To further compare and analyze the predictive performance of the four algorithms, the Mean Absolute Error (MAE) and Root Mean Square Error (RMSE) were employed for comparison. Table 5 shows the RMSE and MAE of different prediction models. Based on Table 5, the proposed method applied in ConvolGRU-MHA model exhibits better predictive indicators than that of other models, such as GRU-MHA, ConvolGRU, and ConvolGRU-Attention. ConvolGRU-MHA prediction model has a smaller MAE and RMSE than the other three models, indicating that the proposed ConvolGRU-MHA prediction model has better SOC prediction performance.

Table 5 RMSE and MAE predicted by SOC of different models.

Comparisons with other methods

Table 6 compares the proposed estimation performance to other model-based algorithms. These comparisons were conducted under similar or the same condition as this study.

Table 6 RMSE and MAE predicted by SOC of different models.

Zhang considered using Kalman filter to modify the estimated result curve and improve the anti-interference performance of the network model. Bian Used BLstm to consider historical and future information, the bidirectional model constructed can capture the time information of LIBS from past and future directions, thus improving the estimation accuracy; Hannan changed the number of GRU hidden layers to improve the model's prediction performance. However, the feature information of the data is not fully extracted. In this paper, the convolution layer, GRU and multi-head attention mechanism are combined to extract data features from the two dimensions of time and space, and the data features extracted from the convolutional layer of multi-head attention mechanism and GRU are used to calculate the attention weight of variables, which can better identify the input variables related to SOC prediction.
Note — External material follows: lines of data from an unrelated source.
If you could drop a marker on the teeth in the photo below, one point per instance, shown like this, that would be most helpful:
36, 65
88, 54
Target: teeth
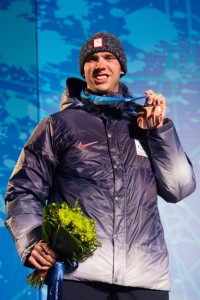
101, 77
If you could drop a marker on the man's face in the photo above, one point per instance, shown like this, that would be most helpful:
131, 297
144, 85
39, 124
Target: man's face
102, 72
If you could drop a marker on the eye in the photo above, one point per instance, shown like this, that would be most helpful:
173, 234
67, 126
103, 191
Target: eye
110, 57
91, 58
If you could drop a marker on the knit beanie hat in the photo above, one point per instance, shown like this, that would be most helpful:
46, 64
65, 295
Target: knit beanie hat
102, 42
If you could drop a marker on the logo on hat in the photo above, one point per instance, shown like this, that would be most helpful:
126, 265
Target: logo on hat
98, 43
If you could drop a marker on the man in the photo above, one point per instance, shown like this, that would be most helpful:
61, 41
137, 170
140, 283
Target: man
114, 156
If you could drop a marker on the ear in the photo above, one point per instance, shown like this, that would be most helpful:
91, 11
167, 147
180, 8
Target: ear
121, 73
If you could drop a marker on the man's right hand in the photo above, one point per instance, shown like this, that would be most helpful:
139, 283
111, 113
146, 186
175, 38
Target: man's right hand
42, 257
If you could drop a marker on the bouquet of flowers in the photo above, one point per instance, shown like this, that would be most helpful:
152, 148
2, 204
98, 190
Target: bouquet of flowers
69, 233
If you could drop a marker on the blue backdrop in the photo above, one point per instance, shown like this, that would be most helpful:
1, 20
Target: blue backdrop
39, 48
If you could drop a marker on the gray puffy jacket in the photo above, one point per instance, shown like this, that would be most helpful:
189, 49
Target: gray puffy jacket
99, 155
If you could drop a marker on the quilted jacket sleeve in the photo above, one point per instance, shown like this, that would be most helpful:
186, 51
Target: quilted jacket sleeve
29, 187
172, 168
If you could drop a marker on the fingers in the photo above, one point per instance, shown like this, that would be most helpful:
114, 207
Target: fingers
42, 257
153, 98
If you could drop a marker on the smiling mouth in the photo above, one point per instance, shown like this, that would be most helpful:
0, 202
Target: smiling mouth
101, 78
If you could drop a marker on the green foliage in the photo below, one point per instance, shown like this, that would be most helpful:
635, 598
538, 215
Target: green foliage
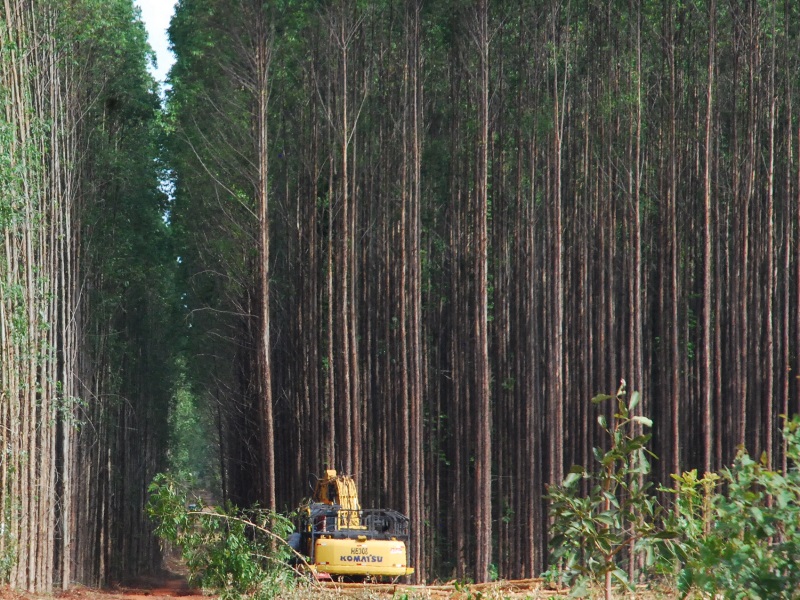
191, 427
590, 532
232, 552
744, 541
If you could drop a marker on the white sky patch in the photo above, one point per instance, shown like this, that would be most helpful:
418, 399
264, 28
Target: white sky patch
155, 16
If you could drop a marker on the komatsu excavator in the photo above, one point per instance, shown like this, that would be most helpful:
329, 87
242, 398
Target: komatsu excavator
340, 540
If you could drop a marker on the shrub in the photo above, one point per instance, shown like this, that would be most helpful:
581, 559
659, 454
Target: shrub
232, 552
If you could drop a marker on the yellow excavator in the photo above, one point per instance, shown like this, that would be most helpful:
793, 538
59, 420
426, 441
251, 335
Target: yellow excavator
340, 540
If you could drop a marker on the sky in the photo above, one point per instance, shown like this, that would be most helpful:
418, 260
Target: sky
156, 15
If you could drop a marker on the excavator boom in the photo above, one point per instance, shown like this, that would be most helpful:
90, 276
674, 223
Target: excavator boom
345, 541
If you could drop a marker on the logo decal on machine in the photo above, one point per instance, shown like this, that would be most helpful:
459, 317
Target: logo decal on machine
360, 558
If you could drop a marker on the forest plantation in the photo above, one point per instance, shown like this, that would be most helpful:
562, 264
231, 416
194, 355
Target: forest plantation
407, 239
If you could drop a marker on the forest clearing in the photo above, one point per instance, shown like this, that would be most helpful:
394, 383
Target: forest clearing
528, 273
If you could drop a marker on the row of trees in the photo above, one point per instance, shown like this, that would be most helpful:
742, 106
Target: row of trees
416, 238
85, 293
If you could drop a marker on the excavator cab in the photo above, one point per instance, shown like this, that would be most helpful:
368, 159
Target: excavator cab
344, 541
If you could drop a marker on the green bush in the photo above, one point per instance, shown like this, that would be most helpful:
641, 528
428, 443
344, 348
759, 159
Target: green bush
593, 535
231, 552
743, 541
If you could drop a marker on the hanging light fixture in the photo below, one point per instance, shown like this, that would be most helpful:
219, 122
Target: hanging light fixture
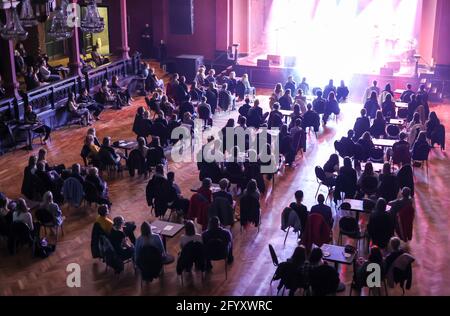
27, 17
13, 29
43, 9
59, 30
92, 22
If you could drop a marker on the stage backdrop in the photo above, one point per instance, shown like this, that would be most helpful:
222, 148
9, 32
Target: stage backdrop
342, 37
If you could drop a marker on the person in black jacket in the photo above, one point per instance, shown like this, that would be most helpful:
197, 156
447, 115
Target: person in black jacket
245, 108
225, 98
158, 192
300, 209
362, 125
31, 118
380, 227
212, 97
388, 187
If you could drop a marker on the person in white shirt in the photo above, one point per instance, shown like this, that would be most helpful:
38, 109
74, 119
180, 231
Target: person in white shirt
190, 235
22, 214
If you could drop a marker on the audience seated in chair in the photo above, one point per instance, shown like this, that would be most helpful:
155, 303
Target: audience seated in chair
380, 227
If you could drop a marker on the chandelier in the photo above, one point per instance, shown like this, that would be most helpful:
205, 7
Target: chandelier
27, 17
92, 22
13, 29
59, 30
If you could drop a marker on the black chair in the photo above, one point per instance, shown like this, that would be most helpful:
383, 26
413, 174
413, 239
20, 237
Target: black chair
46, 220
91, 194
216, 250
322, 180
421, 155
275, 261
377, 155
192, 254
348, 226
393, 131
150, 264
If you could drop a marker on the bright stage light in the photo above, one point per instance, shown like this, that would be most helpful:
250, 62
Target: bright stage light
334, 39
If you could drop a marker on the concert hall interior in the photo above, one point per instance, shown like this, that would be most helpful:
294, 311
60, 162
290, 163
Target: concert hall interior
224, 147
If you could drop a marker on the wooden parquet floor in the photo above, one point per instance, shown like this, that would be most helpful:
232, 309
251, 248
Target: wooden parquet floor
252, 270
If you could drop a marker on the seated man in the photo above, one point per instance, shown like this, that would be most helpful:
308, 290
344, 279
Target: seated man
401, 154
204, 112
407, 94
348, 145
97, 58
226, 99
290, 84
107, 153
215, 232
123, 245
31, 118
362, 125
286, 101
89, 102
46, 74
311, 119
323, 210
245, 108
342, 92
300, 209
319, 103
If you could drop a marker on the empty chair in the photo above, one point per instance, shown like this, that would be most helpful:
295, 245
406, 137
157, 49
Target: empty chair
47, 220
192, 254
149, 263
392, 131
323, 180
217, 250
348, 226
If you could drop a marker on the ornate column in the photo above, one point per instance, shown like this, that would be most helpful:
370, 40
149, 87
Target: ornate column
7, 64
124, 48
74, 46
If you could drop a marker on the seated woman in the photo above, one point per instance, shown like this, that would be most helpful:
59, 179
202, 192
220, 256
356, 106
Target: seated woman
300, 99
378, 127
52, 208
330, 168
361, 273
120, 242
380, 227
22, 214
414, 128
244, 88
89, 102
368, 181
148, 238
388, 107
286, 145
342, 92
97, 58
331, 107
190, 235
106, 96
346, 181
371, 106
367, 145
31, 118
77, 110
122, 93
46, 74
101, 186
388, 188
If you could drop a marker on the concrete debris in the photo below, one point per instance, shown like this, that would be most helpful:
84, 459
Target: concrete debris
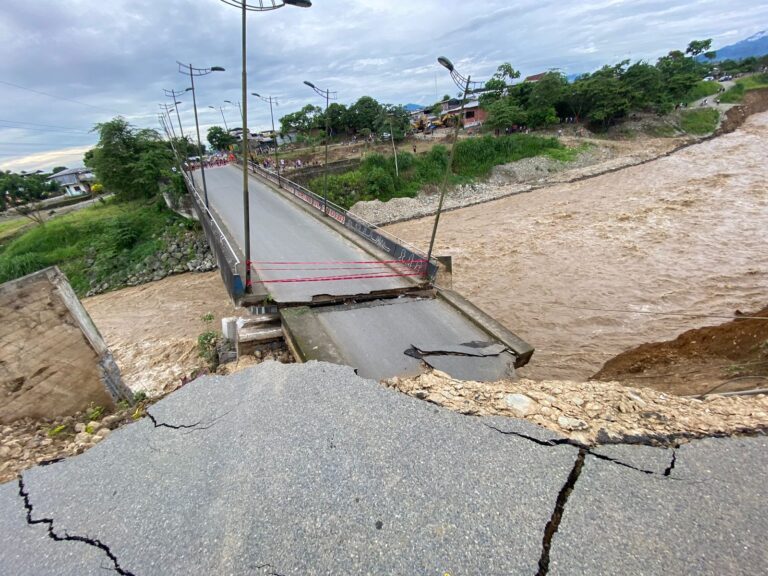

It can effectively reduce the prediction error of the model.

Conclusions

This study proposed a ConvolGRU-MHA method for predicting the SOC of lithium-ion batteries. Two different evaluation functions, namely, MAE and RMSE, were employed to verify the accuracy of this proposed method. The predictive performance was also compared with that of GRU-MHA, ConvolGRU, and ConvolGRU-Attention models using a public dataset. Results indicate that The results show that the proposed model has the lowest RMSE of 0.67% and MAE of 0.53% compared with other predictive models. Compared to the single-fusion predictive models ConvolGRU and GRU-MHA, RMSE is reduced about 0.24 and MAE is reduced about 0.19. Compared to the ConvolGRU-Attention prediction model, RMSE was reduced 0.0151 and MAE was reduced 0.0101.The ConvolGRU-MHA model takes advantage of the powerful feature extraction capabilities of convolutional layers and GRU networks' ability to preserve the temporal data, allowing for comprehensive exploration of data features. The proposed model utilizes a multi-head attention mechanism, extracts more important features, and achieves effective and accurate prediction.